Comment 6 Rob Millner 2013-05-28 18:27:17 UTC
Sorry, that should read "most recent gear that exhibits the problem".

Comment 7 Thomas Wiest 2013-05-29 14:20:48 UTC
Last week we were seeing around 4 of these a day. However now, there are far less (although it is still happening).

Since the data he requested is both large and very secret, I've sent Rob an e-mail telling him how he can download it.

Comment 8 Thomas Wiest 2013-05-29 14:30:55 UTC
Removing need info as I gave the info in comment 7.

Comment 9 Rob Millner 2013-05-29 17:25:00 UTC
Taking off the build blocker list but keeping it as the high priority item on my plate.

Comment 10 Rob Millner 2013-05-29 20:40:06 UTC
Complete system logs were provided for a specific gear and it was determined that the gear account was removed by hand (ex: by calling userdel XXXXXXXXXXXX).  This would leave a stale front-end Apache configuration in place.  I have a query out to find out more about why the gear was deleted.
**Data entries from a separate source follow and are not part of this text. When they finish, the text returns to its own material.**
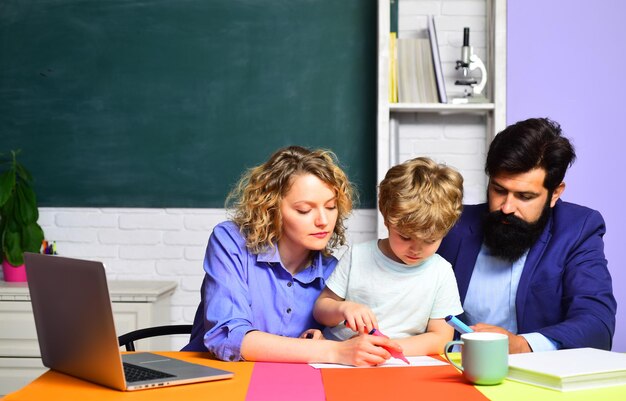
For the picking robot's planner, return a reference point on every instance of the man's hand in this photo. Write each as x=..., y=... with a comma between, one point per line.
x=517, y=344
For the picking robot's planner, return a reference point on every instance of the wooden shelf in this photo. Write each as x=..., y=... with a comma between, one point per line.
x=441, y=108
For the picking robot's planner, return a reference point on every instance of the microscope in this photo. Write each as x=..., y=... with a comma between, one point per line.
x=469, y=62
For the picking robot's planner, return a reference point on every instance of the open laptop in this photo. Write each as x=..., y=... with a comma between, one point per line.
x=76, y=332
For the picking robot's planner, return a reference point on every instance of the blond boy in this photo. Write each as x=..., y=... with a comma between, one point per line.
x=398, y=284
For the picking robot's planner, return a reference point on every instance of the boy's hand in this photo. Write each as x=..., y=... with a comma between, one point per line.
x=359, y=317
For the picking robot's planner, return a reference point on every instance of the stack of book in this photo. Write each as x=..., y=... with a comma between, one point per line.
x=415, y=68
x=569, y=369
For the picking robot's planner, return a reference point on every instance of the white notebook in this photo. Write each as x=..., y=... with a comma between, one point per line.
x=570, y=369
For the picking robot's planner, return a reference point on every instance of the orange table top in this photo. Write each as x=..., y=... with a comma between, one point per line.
x=283, y=381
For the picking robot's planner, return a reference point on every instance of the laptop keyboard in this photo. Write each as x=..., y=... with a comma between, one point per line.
x=136, y=373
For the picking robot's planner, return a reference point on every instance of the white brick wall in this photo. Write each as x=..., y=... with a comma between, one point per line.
x=154, y=244
x=454, y=139
x=169, y=244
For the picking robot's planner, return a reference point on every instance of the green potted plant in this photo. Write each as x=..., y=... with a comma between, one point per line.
x=19, y=231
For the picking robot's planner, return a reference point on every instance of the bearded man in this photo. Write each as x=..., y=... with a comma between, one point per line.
x=528, y=264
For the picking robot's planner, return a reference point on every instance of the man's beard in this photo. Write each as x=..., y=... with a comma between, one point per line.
x=510, y=241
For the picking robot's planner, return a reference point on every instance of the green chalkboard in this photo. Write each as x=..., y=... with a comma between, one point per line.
x=164, y=103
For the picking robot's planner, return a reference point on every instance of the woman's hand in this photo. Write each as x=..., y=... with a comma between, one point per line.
x=365, y=350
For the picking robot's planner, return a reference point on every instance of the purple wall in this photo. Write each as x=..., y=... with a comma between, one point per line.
x=566, y=60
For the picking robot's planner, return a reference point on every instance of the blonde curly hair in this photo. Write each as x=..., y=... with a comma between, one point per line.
x=421, y=198
x=254, y=202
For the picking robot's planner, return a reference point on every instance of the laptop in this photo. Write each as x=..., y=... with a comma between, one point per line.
x=76, y=332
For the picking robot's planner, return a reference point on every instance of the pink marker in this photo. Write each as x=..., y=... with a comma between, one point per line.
x=393, y=353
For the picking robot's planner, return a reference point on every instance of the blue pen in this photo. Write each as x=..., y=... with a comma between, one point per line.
x=458, y=325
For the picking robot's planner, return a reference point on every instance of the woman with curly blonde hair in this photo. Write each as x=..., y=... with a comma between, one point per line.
x=267, y=265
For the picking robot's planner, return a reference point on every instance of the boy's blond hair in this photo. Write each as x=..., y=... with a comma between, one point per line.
x=421, y=198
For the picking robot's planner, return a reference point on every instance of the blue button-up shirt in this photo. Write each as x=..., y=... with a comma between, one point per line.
x=243, y=292
x=491, y=296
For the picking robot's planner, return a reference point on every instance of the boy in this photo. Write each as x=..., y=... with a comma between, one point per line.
x=399, y=284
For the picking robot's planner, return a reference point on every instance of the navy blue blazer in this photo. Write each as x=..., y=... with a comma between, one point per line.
x=565, y=290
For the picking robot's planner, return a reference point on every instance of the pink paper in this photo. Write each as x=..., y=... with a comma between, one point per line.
x=285, y=381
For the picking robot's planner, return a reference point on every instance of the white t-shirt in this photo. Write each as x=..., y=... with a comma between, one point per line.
x=402, y=297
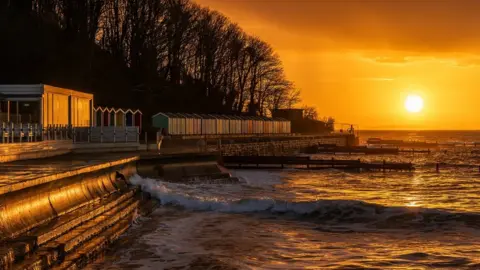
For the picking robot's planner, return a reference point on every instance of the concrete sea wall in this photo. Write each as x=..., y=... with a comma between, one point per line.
x=69, y=218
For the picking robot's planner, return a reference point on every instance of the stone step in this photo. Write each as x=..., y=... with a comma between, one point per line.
x=91, y=249
x=65, y=226
x=67, y=242
x=67, y=222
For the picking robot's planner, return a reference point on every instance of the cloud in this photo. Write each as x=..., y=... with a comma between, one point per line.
x=374, y=79
x=405, y=25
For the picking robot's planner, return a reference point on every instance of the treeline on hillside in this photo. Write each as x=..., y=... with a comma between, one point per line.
x=156, y=55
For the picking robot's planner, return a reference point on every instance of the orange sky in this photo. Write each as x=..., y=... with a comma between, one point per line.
x=356, y=60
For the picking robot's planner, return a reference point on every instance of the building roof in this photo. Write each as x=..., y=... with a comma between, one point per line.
x=37, y=90
x=219, y=117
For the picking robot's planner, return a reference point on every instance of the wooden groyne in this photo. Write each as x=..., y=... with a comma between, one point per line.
x=281, y=147
x=335, y=149
x=280, y=162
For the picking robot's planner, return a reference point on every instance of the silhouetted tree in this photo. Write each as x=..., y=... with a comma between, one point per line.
x=169, y=55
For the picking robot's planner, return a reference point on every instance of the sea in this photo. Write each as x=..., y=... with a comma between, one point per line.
x=329, y=219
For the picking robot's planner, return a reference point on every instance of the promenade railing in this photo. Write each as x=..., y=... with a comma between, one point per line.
x=21, y=133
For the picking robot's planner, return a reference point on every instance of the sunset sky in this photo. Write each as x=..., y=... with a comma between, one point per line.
x=357, y=60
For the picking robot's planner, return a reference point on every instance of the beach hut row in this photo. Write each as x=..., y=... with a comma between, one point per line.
x=208, y=124
x=111, y=117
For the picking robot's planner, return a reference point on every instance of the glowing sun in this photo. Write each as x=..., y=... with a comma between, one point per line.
x=414, y=103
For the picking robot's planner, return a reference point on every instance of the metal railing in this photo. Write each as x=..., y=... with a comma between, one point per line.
x=20, y=133
x=106, y=135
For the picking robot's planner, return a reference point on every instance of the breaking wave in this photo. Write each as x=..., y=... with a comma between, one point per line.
x=333, y=213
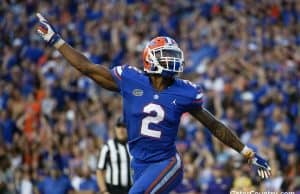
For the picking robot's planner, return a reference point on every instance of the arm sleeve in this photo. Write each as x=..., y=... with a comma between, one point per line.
x=103, y=157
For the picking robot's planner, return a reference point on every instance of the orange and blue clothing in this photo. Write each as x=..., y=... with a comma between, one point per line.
x=152, y=118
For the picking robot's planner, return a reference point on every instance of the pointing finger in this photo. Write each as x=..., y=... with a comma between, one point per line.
x=41, y=18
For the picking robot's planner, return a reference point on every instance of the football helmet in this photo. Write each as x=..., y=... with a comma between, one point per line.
x=163, y=56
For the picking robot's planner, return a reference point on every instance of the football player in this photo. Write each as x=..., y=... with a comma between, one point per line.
x=153, y=102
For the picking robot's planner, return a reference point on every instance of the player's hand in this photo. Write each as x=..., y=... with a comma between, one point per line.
x=262, y=166
x=47, y=32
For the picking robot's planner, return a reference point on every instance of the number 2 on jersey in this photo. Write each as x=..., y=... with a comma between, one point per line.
x=160, y=114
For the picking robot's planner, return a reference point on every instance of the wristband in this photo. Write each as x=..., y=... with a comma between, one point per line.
x=59, y=43
x=247, y=152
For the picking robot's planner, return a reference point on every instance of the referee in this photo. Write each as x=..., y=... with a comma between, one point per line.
x=113, y=174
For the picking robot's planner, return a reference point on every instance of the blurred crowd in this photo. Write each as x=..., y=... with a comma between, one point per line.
x=244, y=53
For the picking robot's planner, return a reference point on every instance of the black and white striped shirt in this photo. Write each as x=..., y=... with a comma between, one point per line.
x=115, y=160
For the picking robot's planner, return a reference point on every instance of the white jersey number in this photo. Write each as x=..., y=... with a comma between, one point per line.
x=160, y=114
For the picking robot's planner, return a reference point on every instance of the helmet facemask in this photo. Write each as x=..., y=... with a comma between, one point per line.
x=168, y=59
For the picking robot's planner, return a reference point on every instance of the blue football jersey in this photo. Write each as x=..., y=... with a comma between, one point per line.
x=152, y=117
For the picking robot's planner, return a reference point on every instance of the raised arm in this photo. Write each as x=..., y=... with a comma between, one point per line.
x=218, y=129
x=99, y=74
x=224, y=134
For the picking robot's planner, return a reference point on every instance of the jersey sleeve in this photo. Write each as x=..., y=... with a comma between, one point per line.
x=124, y=74
x=103, y=157
x=196, y=99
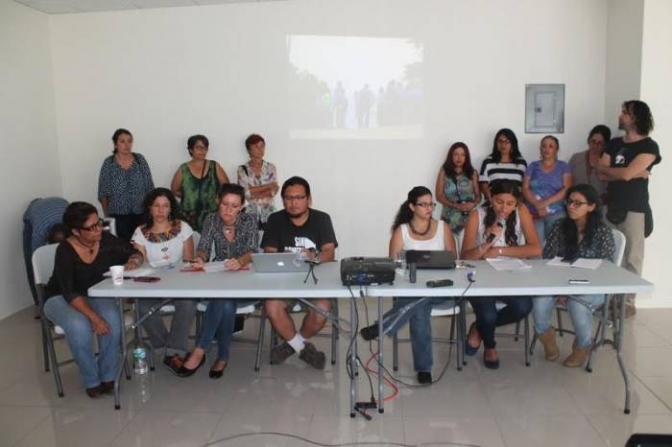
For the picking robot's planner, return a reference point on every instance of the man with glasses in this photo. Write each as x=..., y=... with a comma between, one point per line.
x=309, y=232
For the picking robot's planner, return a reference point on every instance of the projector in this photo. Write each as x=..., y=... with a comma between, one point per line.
x=361, y=271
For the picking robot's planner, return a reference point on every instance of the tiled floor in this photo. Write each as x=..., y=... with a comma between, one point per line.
x=543, y=405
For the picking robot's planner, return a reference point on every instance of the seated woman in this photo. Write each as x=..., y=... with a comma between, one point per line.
x=235, y=237
x=81, y=260
x=457, y=187
x=504, y=227
x=581, y=234
x=415, y=229
x=544, y=186
x=165, y=240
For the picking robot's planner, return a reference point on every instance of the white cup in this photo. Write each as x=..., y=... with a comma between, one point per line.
x=117, y=272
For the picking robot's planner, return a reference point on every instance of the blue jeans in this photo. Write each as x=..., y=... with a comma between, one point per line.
x=218, y=321
x=488, y=317
x=79, y=335
x=176, y=340
x=582, y=317
x=420, y=328
x=544, y=225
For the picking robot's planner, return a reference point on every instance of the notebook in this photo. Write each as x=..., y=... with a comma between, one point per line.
x=431, y=259
x=278, y=263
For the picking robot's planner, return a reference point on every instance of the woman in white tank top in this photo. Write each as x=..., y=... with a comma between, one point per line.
x=414, y=228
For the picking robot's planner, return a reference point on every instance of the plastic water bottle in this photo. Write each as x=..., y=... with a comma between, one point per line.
x=140, y=361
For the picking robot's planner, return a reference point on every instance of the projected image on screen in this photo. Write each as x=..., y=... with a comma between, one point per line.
x=355, y=88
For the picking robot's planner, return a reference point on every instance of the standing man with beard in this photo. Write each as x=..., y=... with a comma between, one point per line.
x=298, y=228
x=626, y=165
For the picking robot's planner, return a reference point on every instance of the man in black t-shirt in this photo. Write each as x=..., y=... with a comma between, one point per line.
x=626, y=165
x=298, y=228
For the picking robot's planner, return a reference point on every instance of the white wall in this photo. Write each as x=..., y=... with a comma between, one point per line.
x=656, y=91
x=221, y=70
x=29, y=168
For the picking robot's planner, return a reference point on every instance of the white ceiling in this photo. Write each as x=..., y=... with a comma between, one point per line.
x=74, y=6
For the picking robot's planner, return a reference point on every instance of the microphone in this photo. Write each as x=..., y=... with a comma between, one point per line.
x=491, y=237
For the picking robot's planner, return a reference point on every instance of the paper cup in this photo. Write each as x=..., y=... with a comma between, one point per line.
x=117, y=272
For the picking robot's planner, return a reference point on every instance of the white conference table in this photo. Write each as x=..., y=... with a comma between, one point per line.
x=540, y=279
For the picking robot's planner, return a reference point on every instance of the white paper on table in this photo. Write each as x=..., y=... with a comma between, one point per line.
x=503, y=263
x=581, y=263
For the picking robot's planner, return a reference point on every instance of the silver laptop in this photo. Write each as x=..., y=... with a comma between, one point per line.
x=277, y=263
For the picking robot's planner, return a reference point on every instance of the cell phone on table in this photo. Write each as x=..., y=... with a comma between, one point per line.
x=146, y=279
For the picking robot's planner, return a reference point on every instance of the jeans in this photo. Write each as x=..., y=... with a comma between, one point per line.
x=79, y=335
x=544, y=225
x=218, y=321
x=420, y=327
x=488, y=317
x=582, y=317
x=176, y=340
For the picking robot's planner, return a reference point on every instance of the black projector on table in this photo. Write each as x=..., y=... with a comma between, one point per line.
x=361, y=271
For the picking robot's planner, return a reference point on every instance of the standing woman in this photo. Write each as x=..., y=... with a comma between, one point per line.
x=505, y=162
x=544, y=186
x=457, y=187
x=197, y=182
x=582, y=234
x=503, y=227
x=260, y=180
x=235, y=237
x=124, y=181
x=165, y=240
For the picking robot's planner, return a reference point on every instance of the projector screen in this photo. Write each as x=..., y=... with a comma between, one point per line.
x=355, y=88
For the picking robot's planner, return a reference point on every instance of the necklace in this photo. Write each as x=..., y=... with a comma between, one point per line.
x=420, y=233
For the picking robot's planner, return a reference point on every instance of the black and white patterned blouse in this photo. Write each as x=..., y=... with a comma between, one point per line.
x=247, y=236
x=125, y=189
x=601, y=246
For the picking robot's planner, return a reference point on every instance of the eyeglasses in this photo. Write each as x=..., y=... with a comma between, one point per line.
x=576, y=203
x=94, y=227
x=426, y=204
x=292, y=198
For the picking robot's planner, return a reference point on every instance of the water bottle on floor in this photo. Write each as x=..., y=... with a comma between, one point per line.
x=140, y=361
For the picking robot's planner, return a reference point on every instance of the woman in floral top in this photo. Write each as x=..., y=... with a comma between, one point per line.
x=582, y=234
x=259, y=178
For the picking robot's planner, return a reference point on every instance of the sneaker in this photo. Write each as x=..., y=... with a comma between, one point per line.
x=370, y=332
x=312, y=356
x=281, y=352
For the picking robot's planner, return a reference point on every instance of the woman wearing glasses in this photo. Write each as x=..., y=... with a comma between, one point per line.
x=503, y=227
x=81, y=260
x=582, y=234
x=457, y=187
x=415, y=229
x=234, y=235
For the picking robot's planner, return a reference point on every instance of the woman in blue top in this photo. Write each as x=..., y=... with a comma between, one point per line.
x=544, y=186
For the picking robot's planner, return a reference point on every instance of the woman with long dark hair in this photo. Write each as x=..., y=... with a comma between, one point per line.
x=415, y=229
x=457, y=187
x=502, y=227
x=582, y=234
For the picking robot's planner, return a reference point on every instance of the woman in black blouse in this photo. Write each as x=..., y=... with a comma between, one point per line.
x=582, y=234
x=235, y=237
x=81, y=261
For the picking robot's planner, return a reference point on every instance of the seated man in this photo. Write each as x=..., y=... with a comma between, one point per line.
x=298, y=228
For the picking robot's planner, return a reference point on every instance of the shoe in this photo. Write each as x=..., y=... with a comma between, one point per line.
x=370, y=332
x=577, y=358
x=547, y=339
x=95, y=392
x=424, y=378
x=173, y=363
x=490, y=364
x=468, y=349
x=181, y=371
x=281, y=352
x=107, y=387
x=217, y=374
x=312, y=356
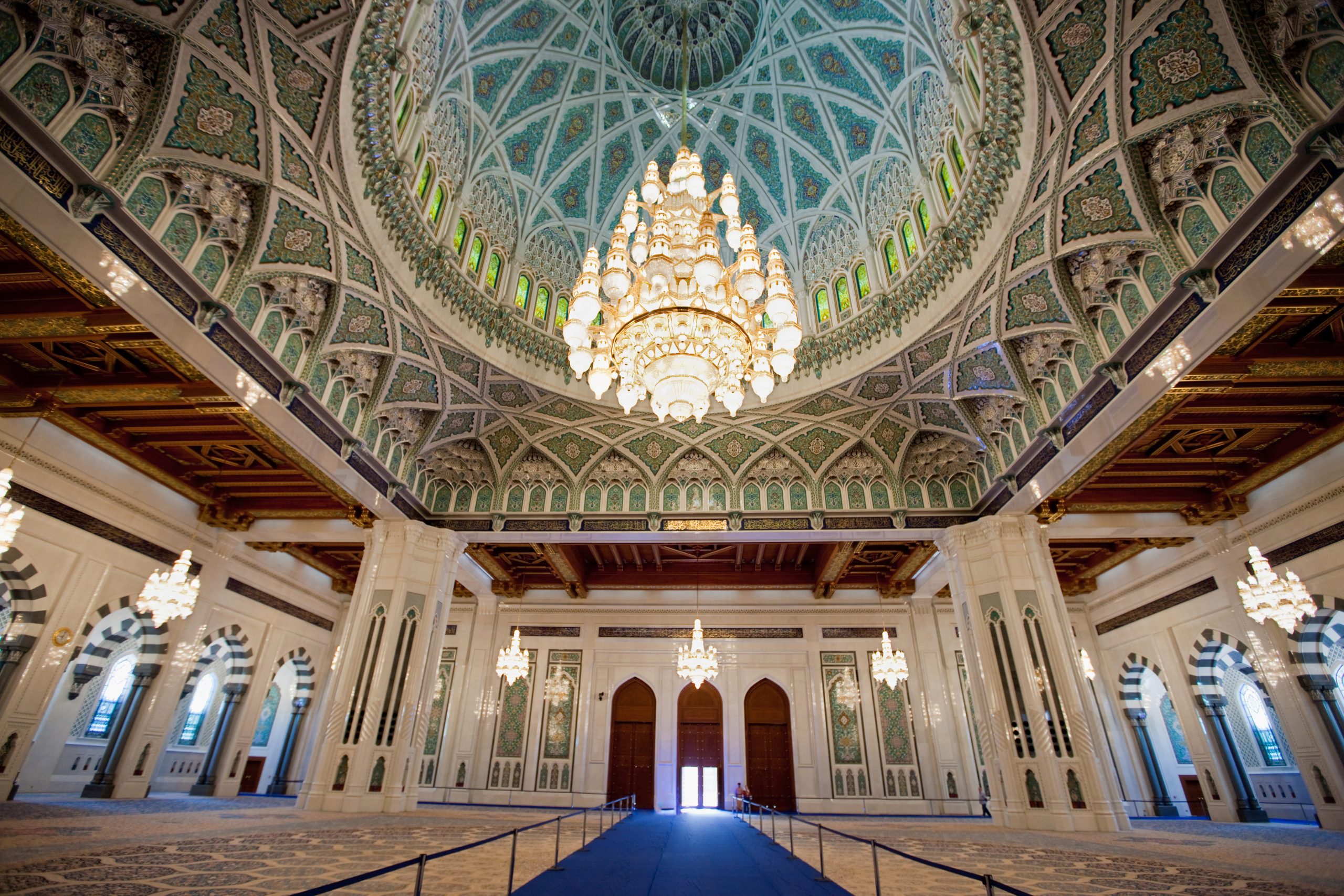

Comment 11 Rob Millner 2013-05-30 00:08:50 UTC
It looks like the broker purged the application in question from mongodb when the application connector hooks failed to run.

Release ticket updated to request the use of oo-app-destroy instead of userdel to purge stale gears.

Waiting on more information to see why the application hook calls failed.

Comment 13 Rob Millner 2013-05-30 19:06:49 UTC
Need another gear which has a stale front-end configuration but was not destroyed by ops with "userdel".

Comment 14 Rob Millner 2013-06-07 22:44:46 UTC
Second round of fixes to this class of issue were to fix problems in oo-accept-node resulting from the v1 -> v2 migration.

https://github.com/openshift/origin-server/pull/2780

Comment 15 Rob Millner 2013-06-10 17:40:55 UTC
This is impossible to Q/E so I'm moving it directly to closed.  Please re-open if a large number of then show up, otherwise, we'll deal with small numbers of them as they happen.